NCP president Sharad Pawar, who makes no public declaratio­ns of friendship­s, last week avowed Gadkari was a good friend and that he was deeply worried about him. “I have heard he might be bidding for the prime minister’s office and I am concerned about him,” said Pawar enigmatica­lly without elaboratin­g where he heard what he did and why it was causing him concern.

However, telling a party worker he must look after his family first “because one who cannot take care of family cannot take care of the country,” cannot be a random casual remark aimed at nobody in particular.

It has been rightly interprete­d by not just the media but also fellow politician­s as deliberate finger-pointing and needling of one man who is also now under attack by opposition leaders on the same count.

The question then arises if the below-the-belt remarks by both Gadkari and opposition leaders are spontaneou­s or orchestrat­ed.

There is a group within the BJP and RSS which believes that Gadkari could not be getting so obliquely personal with his party leadership without being confident of the support of the top brass in the RSS. Yet, like Dilip Deodhar, an RSS ideologue, told me recently, the RSS always practices “the politics of paradox” and we in the media fail to understand that the dual policies are not contradict­ory but aimed at and working towards the same goal.

So while he thinks Gadkari’s caste (Brahmin) is all wrong to bid for the office of the prime minister and that Modi, as an OBC, is still needed by the RSS to weave the larger Hindu community together at the coming election, I wonder if the RSS, following that policy of paradox, is covering both its flanks by fuelling Nitin Gadkari’s ambition on the one hand and continuing to buttress Modi and Amit Shah on the other.

For it is one thing for the opposition to target the BJP leadership in personal terms and quite another for a party man to do the same. Already, Gadkari may have burnt his bridges with his own party leadership, given the praise that has been showered upon him by Sonia Gandhi for being a doer (in fact the only doer) in the government (was she returning the compliment he had paid her motherin-law a few weeks ago, I wonder) and now Pawar’s unusual and unabashed avowal of friendship with the Union minister.
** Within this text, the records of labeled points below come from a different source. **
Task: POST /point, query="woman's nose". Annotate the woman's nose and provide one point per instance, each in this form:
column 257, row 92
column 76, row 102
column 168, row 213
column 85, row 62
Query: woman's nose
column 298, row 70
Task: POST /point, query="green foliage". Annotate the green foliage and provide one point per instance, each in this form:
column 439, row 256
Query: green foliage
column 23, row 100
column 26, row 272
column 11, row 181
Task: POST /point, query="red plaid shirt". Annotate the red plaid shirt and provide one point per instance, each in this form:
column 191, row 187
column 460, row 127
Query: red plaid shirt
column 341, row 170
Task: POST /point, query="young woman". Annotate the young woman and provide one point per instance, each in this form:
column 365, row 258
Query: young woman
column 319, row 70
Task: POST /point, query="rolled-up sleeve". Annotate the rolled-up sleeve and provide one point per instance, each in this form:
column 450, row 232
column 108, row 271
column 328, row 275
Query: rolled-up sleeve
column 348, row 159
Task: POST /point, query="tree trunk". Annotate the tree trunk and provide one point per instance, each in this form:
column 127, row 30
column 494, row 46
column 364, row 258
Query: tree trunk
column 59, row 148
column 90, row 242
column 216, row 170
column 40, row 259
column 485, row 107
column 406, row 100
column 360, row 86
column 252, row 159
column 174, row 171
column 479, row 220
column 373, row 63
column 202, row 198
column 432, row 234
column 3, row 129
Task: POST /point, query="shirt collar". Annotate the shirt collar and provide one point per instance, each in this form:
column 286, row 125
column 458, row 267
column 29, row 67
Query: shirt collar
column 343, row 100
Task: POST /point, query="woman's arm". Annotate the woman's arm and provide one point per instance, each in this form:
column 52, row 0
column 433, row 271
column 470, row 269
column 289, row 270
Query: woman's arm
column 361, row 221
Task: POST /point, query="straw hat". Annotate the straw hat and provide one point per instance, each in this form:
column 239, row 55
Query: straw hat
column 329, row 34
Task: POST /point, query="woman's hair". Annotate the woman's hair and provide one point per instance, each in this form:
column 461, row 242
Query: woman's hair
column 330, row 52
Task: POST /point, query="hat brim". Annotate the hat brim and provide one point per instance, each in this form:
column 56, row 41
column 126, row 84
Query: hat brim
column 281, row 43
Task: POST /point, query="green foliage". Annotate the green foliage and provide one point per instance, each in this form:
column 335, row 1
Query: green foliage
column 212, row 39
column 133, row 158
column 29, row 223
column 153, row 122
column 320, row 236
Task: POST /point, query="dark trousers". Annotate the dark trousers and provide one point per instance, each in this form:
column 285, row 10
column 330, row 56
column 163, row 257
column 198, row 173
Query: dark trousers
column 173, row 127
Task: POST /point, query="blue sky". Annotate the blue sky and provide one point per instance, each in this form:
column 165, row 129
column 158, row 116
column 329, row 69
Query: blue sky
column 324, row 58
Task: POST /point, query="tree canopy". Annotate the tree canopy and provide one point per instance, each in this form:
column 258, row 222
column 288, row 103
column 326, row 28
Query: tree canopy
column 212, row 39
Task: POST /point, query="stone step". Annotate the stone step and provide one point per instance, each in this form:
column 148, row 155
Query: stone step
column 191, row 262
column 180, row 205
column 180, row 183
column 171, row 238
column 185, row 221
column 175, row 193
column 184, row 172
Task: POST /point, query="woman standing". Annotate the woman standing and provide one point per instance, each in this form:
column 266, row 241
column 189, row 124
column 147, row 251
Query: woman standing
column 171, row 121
Amid reports that funds to his ministry have been cut (to stop him from doing better?) and Pawar’s concern for his well-being, speculatio­n is now rife whether Pawar, who is well-clued in to all political parties, was warning Gadkari about his personal security and knows something the rest of us don’t. His party leadership can certainly not deny Gadkari a ticket to the coming elections despite all the pot-shots he has taken at them, nor engineer his defeat - for losing even one seat to the Congress – which is the only rival to the BJP in Nagpur – will be completely unacceptab­le to the party top duo.

Perhaps, it is with that confidence that Gadkari continues with his political indiscreti­ons. However, a few tips from his good friend Sharad Pawar who has mastered the art of political survival as a forever-rebel might be quite in order.